Adopting complexity with contemplation
Of course, every blogger editorializing the extended October 2025 outage of AWS’s us-east-1 region will extract the lessons they want from it. Opportunities are ripe to suggest specific things that might have been done differently or that would have better embodied some distributed system design best practice.
But for me, reading that post-event summary, my first thought wasn’t to name some principle of fault tolerant distributed systems design that could have been better executed; Instead, it was to wonder whether quite that level of complexity needed to be present at all.
Two of the things we learned from that post-mortem were
- The DNS records for dynamodb, including major public-facing entrypoints to it such as
dynamodb.us-east-1.amazonaws.com, are constantly being updated using automation, and - This automation was peripheral enough to the proper operation of the system that it could be disabled worldwide for days, pending development of a primary bugfix and “additional protections to prevent the application of incorrect DNS plans.”
Complexity and reliability are not necessarily trade-offs in a zero sum game, but building a system that is complex will always be much easier than building a system that is complex and reliable. That the DNS updates system at the heart of the AWS outage could simply be disabled without major impacts to end user functionality makes me wonder if AWS could have started by embracing a simpler – less capable, but fully understood, tested, and reliable – DNS records automation system to relieve immediate pressures. Then, there probably would have been freedom to progressively add complexity to that system more slowly and deliberately than they did.

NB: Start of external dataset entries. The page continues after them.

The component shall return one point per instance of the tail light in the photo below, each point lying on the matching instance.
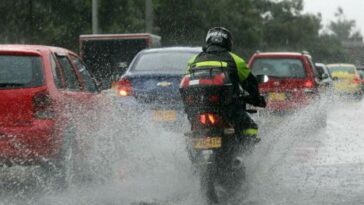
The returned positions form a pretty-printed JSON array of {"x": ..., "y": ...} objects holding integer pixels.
[
  {"x": 185, "y": 82},
  {"x": 124, "y": 87},
  {"x": 43, "y": 105},
  {"x": 308, "y": 84},
  {"x": 216, "y": 80},
  {"x": 357, "y": 80},
  {"x": 209, "y": 119}
]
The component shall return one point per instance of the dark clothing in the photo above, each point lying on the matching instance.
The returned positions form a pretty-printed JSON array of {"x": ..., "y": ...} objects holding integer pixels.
[
  {"x": 238, "y": 71},
  {"x": 240, "y": 75}
]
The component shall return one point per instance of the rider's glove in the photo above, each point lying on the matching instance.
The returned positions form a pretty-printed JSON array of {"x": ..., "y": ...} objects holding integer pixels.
[{"x": 262, "y": 102}]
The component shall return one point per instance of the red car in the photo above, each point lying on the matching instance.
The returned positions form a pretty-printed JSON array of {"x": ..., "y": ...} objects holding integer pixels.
[
  {"x": 44, "y": 94},
  {"x": 293, "y": 80}
]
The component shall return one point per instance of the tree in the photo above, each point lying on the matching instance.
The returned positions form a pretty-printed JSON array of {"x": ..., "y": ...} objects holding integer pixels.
[{"x": 344, "y": 29}]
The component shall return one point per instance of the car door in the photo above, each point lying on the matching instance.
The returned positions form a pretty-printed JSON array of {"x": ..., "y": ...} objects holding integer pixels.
[
  {"x": 92, "y": 103},
  {"x": 72, "y": 91}
]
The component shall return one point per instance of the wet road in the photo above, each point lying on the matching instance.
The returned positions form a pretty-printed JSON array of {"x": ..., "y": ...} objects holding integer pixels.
[{"x": 294, "y": 164}]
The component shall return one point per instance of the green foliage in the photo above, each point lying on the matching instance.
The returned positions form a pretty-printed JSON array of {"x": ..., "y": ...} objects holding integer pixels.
[{"x": 255, "y": 24}]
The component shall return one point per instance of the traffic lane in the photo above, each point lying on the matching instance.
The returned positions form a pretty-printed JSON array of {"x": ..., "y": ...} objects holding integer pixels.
[{"x": 321, "y": 167}]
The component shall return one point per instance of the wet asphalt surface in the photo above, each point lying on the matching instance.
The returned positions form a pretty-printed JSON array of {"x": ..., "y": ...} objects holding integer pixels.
[{"x": 294, "y": 164}]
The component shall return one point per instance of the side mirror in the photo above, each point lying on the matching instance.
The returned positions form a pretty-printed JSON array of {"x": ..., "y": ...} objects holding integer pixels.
[
  {"x": 262, "y": 78},
  {"x": 122, "y": 67}
]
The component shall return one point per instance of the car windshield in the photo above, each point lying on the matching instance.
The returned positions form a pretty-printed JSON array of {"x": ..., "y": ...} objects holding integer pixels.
[
  {"x": 361, "y": 73},
  {"x": 20, "y": 71},
  {"x": 279, "y": 67},
  {"x": 341, "y": 69},
  {"x": 163, "y": 62}
]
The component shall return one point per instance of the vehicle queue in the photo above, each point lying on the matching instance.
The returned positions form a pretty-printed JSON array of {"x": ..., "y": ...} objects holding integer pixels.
[{"x": 42, "y": 88}]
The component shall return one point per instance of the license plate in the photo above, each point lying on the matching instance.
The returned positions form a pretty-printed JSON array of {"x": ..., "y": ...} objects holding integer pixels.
[
  {"x": 164, "y": 115},
  {"x": 207, "y": 142},
  {"x": 277, "y": 96}
]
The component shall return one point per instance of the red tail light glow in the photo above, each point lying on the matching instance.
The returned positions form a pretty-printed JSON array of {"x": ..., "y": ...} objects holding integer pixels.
[
  {"x": 124, "y": 87},
  {"x": 217, "y": 80},
  {"x": 209, "y": 119},
  {"x": 43, "y": 105},
  {"x": 185, "y": 82},
  {"x": 308, "y": 84},
  {"x": 357, "y": 79}
]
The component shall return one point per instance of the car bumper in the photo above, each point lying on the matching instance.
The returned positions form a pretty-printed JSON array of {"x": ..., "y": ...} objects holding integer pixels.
[
  {"x": 28, "y": 144},
  {"x": 167, "y": 115}
]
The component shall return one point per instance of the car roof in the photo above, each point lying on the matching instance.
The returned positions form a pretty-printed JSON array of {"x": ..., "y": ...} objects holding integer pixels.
[
  {"x": 341, "y": 64},
  {"x": 172, "y": 49},
  {"x": 32, "y": 48},
  {"x": 290, "y": 54}
]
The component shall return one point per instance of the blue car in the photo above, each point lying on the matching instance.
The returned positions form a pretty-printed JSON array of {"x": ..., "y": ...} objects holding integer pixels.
[{"x": 150, "y": 85}]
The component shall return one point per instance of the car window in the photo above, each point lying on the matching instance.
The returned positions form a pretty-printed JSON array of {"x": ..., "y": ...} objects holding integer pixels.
[
  {"x": 20, "y": 71},
  {"x": 320, "y": 70},
  {"x": 341, "y": 69},
  {"x": 279, "y": 67},
  {"x": 361, "y": 73},
  {"x": 90, "y": 84},
  {"x": 56, "y": 73},
  {"x": 70, "y": 75},
  {"x": 315, "y": 71},
  {"x": 163, "y": 62}
]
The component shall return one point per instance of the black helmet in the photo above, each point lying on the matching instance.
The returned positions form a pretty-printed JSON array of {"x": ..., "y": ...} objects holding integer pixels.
[{"x": 219, "y": 36}]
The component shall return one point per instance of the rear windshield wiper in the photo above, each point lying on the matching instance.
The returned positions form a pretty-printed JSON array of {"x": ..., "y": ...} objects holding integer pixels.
[{"x": 9, "y": 85}]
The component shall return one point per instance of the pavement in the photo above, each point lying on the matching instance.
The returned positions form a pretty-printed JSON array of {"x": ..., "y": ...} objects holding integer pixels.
[{"x": 293, "y": 164}]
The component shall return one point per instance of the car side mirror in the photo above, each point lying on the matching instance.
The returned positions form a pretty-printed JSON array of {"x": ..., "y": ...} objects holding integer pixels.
[
  {"x": 122, "y": 67},
  {"x": 98, "y": 85},
  {"x": 262, "y": 78}
]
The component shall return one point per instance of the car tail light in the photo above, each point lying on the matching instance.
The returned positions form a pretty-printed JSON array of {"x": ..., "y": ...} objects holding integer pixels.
[
  {"x": 185, "y": 82},
  {"x": 214, "y": 98},
  {"x": 209, "y": 119},
  {"x": 357, "y": 80},
  {"x": 43, "y": 105},
  {"x": 216, "y": 80},
  {"x": 308, "y": 84},
  {"x": 124, "y": 87}
]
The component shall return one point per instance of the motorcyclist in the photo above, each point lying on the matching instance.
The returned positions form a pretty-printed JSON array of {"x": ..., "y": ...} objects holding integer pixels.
[{"x": 218, "y": 49}]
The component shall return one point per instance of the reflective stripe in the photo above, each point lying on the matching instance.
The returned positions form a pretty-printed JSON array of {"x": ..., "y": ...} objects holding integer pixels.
[
  {"x": 190, "y": 62},
  {"x": 212, "y": 64},
  {"x": 250, "y": 131},
  {"x": 243, "y": 70}
]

In physical world projects, the costs, safety regulations, and practical limits of construction all help to resist rushed deployments. Today’s Japanese bullet trains are the product of literally decades of careful engineering, contemplation, and iteration. But in the digital space, and even more so as we enter an era of limitless AI-generated code, none of these obstacles exist. A cloud service can just download more software into in their infrastructure, or perhaps ask an AI to pump out bespoke code, and very quickly add capability while assuming risk and sacrificing reliability in the form of ill-managed complexity.

It was a coincidence that I had just arrived in Kyoto, Japan when the AWS incident occurred. As it played out and I took the city in, I couldn’t help but feel that wisdom of Kyoto city’s planners could benefit the architects of our modern Cloud systems.
Kyoto, home to so many dozens of the country’s most historic Shinto shrines, Bhuddist temples, Zen and Japanese Gardens incorporated cohesively alongside 200mph train service and gargantuan shopping centers with merchandise as far as the eye can see high above and below ground.
This contrast exposes Kyoto’s understanding that modernity and progress have much to give, and that its comforts and conveniences should not be sacrificed at the altar of the traditional life. But at the same time, it shows that Kyotoans have not lost sight of the fact that there are still worthwhile comforts and conveniences to be had in the ancient and simple. Techniques like tending to one’s moss and training bonzai to compliment a garden’s sight lines. Walk through the whole of Kyoto and one is left reminded that there is value in the complex and wonderous just as much as there is in the tranquil and simple.
A city with many of its plots left as gardens is still a city, and until the modern complex wonders that might replace a garden are ready, there is no shame in keeping the garden.
A database with many of its maintenance tasks left unoptimized is still a database, and until the complexity that might improve that optimization has been contemplated carefully with an eye to reliability, there is no shame in keeping the more boring but more reliable.
Cloud engineers should be willing to accept added complexity into the systems they design, but should always contemplate how to add that complexity in a progressive way that encourages and enables high levels of reliability to be added along with it. Sometimes, that contemplation might lead to a feeling that the added comfort promised by the added complexity is not worth the effort. In those cases, keep the garden.